I look away, but the image is already burned in. I reach for a stray file on my desk, adjusting my posture to hide the sudden, sharp tension in my shoulders.
“Thank you, Mr. Marek,” she says with a smile.
“Thank you, Katie. Annie will see you out.”
She turns, and I pretend to shuffle papers, stealing a final glance at the curve of her ass as she walks away—tight, high, unapologetically feminine.
When the door clicks shut, I drop the performance.
My shoulders sink into the leather chair, and I tug my tie loose with one hand, trying to decide if I need a cigarette or a stiff drink after that interview.

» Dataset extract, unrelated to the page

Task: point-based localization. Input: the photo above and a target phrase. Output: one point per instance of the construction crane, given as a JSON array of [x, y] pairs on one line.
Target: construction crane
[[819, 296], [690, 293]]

My mind reels—not just from her body, though God knows her curves linger, but from the weight of her—the quiet conviction.
Would she be able to bend to the demands of this morally ambiguous environment?
I lean back. There’s only one way to find out.
I open my laptop, pull up my email, and start typing.
This is either the best or worst decision I’ll ever make.
To: HR Subject: Offer – K. O'Shea
I enjoyed meeting with Ms. O'Shea. Please extend an offer to join the team.
-SM
I hit send, then exhale sharply, hoping I didn’t just unknowingly become the architect of my own undoing.
This is ridiculous.
I hired a qualified associate. That’s it. No different from the dozen others who’ve sat in that chair this year. Curiosity happens. Distraction happens. It doesn’t mean anything.
She’s an employee now. Off-limits. A problem already solved by protocol and distance.
I straighten the papers on my desk and align the pen with the blotter. Breathe. The office settles back into order—glass, steel, silence.
I should be thrilled to have a weapon like that on my side.
Instead, my grip tightens on my pen. I’ve built my career on being the smartest man in any room, the one who holds the leash because he’s the only one who can read the fine print.
But I can’t shake this gnawing feeling: Katie might be better than me.
Her religious training honed her skills, and perhaps…
sharpened her into a blade. Under the church's guise, it could be controlled, but here in the world of litigation… it could be dangerous.
The wrong image surfaces. Not her body. Her restraint. The way she didn’t reach for approval. The way she held her ground without trying to take mine.
Irritation spikes sharp and unwelcome.
I feel the loss of control slither into my veins. Picking up the phone, I dial the only number I can think of.
After two rings, a sultry voice answers. “Mr. M., how can I help you?”
I don’t want her. I want the disruption gone.
“I need a girl for tonight. Redhead. Large breasts. Wearing a gold cross.” I pause. If this is contamination, then I’ll be thorough. “Catholic schoolgirl uniform. My place. Seven.”
“Understood,” she replies smoothly. “Veronica will arrive at seven sharp. Will this be an hourly arrangement or overnight?”
“Hourly.”
“As you wish. Charges will be billed to your preferred card. Enjoy your evening, Mr. M.”
I hang up without answering. The office is silent again—everything in its place—except me.
I look at the pen on my blotter. It’s perfectly parallel to the edge of the desk. My life is a series of parallel lines that never touch, never tangle. And yet, I can still smell the citrus of her shampoo. I can still see the way she didn't just "obey," but chose to.
I should be thinking about the quarterly litigation strategy. Instead, I’m wondering if the girl Veronica sends will have the same calloused fingertips Katie had—the mark of a woman who has worked for her grace.
It’s pathetic. I’m forty-two years old, and I’m trying to buy my way out of a haunting. I’m not looking for a girl; I’m looking for an exorcism. I want to ruin the image of the cross in the hollow of her throat before it ruins me.